This Kafka Connect evaluates a given AWK script against record values in a stream. It uses the JAWK evaluator to parse and evaluate AWK scripts in Java.
Build this repo using the maven command:
mvn clean package
This should create the awk-transform-*-package
which should look like:
$ tree awk-transform/target/awk-transform-0.1-package/
awk-transform/target/awk-transform-0.1-package/
├── bcel-5.2.jar
├── jakarta-regexp-1.4.jar
├── jawk-1.03-SNAPSHOT.jar
└── slf4j-api-1.7.21.jar
Copy this package to your plugins directory (for example, a directory like
/usr/share/java/plugins/awk-transform-0.1-package
), and add the following property
to your plugin.path connect worker configuration:
plugin.path=/usr/share/java/plugins/
Note how we selected the root directory instead of the awk-transform-0.1-package
directory.
The awk transform only operates on String values. If your object is more complex than a String, consider
adding a org.apache.kafka.connect.transforms.ExtractField
prior to the AwkTransform
in your tranformation pipeline.
To configure this transform, we need to add the following lines to our worker property file:
transforms=awktransformation
transforms.awktransformation.type=io.wicknicks.kafka.connect.awk.transform.AwkTransform
transforms.awktransformation.awk.script="{print $1, $2}"

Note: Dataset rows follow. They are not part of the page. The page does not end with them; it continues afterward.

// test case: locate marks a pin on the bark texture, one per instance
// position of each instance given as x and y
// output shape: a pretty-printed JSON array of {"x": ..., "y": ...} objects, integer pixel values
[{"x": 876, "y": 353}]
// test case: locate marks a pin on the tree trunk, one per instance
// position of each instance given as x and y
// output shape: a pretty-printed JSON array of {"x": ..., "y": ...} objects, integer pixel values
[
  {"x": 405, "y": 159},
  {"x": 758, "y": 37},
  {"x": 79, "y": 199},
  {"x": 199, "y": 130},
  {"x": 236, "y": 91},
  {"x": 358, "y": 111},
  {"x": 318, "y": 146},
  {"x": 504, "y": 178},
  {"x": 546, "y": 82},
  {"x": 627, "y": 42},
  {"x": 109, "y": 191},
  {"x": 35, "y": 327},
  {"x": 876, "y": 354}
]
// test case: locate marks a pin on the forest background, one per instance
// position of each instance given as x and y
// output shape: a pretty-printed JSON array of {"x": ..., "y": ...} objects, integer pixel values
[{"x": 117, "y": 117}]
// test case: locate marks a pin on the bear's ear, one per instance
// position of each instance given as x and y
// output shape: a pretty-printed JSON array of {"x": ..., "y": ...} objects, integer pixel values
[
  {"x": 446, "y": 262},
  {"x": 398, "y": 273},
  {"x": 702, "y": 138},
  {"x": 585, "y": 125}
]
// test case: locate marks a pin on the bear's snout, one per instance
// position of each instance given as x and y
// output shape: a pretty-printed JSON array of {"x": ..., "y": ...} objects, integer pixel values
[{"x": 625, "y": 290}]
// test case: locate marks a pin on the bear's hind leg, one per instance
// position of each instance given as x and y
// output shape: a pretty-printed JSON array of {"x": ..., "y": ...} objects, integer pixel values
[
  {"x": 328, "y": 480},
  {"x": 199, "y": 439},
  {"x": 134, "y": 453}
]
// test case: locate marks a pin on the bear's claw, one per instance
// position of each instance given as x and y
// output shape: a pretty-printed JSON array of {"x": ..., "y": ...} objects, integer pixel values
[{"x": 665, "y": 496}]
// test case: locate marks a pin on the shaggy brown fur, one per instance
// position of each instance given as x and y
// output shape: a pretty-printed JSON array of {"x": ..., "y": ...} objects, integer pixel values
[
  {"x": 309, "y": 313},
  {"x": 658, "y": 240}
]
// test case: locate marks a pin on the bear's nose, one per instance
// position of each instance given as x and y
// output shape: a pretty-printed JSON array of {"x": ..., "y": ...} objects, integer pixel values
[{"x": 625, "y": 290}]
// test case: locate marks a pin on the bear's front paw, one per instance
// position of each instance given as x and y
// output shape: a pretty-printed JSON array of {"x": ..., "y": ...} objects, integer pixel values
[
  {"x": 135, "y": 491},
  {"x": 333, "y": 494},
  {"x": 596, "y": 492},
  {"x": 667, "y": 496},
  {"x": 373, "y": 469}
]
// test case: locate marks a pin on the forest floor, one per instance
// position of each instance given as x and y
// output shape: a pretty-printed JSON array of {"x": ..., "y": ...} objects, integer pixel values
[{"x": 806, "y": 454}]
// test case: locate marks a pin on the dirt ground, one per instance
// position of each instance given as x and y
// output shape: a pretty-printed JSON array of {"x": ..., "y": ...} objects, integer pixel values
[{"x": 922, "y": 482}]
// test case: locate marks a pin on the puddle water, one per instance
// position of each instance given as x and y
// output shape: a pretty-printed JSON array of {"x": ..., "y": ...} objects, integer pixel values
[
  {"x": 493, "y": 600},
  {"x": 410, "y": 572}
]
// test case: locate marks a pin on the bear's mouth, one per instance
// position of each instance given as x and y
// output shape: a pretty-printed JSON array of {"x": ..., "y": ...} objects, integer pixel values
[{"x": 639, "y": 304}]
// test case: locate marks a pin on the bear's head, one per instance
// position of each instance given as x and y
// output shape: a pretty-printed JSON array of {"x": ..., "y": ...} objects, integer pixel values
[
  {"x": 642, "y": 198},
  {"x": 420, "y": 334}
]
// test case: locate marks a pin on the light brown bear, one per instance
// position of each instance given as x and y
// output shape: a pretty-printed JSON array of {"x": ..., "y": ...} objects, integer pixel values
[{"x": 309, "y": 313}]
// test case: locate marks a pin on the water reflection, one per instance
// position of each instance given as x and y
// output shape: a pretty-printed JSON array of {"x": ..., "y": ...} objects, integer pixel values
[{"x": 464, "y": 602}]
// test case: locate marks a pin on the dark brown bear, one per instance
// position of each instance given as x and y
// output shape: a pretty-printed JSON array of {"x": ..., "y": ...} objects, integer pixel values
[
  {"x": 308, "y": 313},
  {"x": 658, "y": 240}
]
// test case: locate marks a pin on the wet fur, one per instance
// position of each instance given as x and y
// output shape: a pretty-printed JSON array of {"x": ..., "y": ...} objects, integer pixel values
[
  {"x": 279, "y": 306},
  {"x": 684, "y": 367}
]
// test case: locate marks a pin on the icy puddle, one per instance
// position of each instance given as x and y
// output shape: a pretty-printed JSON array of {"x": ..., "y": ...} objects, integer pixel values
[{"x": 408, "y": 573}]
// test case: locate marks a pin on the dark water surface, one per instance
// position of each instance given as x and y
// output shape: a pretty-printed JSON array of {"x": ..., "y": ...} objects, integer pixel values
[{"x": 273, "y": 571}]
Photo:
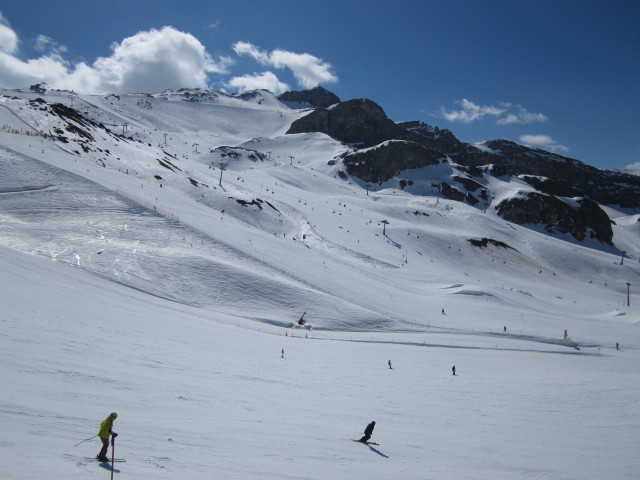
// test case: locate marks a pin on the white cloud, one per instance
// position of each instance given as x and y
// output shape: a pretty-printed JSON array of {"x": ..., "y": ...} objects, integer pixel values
[
  {"x": 505, "y": 113},
  {"x": 542, "y": 141},
  {"x": 8, "y": 38},
  {"x": 521, "y": 116},
  {"x": 44, "y": 44},
  {"x": 308, "y": 70},
  {"x": 266, "y": 80},
  {"x": 149, "y": 61},
  {"x": 470, "y": 112}
]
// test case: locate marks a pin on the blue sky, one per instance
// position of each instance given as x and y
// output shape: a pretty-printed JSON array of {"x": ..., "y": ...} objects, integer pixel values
[{"x": 561, "y": 75}]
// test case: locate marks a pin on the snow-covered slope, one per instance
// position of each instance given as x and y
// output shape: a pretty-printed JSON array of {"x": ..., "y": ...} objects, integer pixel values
[{"x": 192, "y": 214}]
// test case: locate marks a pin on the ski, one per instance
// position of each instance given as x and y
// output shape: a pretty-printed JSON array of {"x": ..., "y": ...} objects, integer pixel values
[
  {"x": 365, "y": 443},
  {"x": 107, "y": 466},
  {"x": 108, "y": 461}
]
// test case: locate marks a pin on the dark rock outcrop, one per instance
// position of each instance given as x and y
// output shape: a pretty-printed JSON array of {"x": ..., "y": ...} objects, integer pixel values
[
  {"x": 377, "y": 165},
  {"x": 358, "y": 122},
  {"x": 317, "y": 97},
  {"x": 556, "y": 214}
]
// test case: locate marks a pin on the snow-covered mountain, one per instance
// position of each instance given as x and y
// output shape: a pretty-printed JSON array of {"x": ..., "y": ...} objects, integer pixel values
[{"x": 170, "y": 218}]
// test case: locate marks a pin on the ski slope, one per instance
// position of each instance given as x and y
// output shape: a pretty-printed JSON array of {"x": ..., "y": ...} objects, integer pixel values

transforms.awktransformation.awk.arguments="-F ,"
The above configuration will add a transformation which takes a comma separated String, and return the first two columns. For example, the stream:
Amelia,555-5553,[email protected],F
Anthony,555-3412,[email protected],A
...
will yield records where the value is:
Amelia 555-5553
Anthony 555-3412
...
Note how the comma was replaced by a space.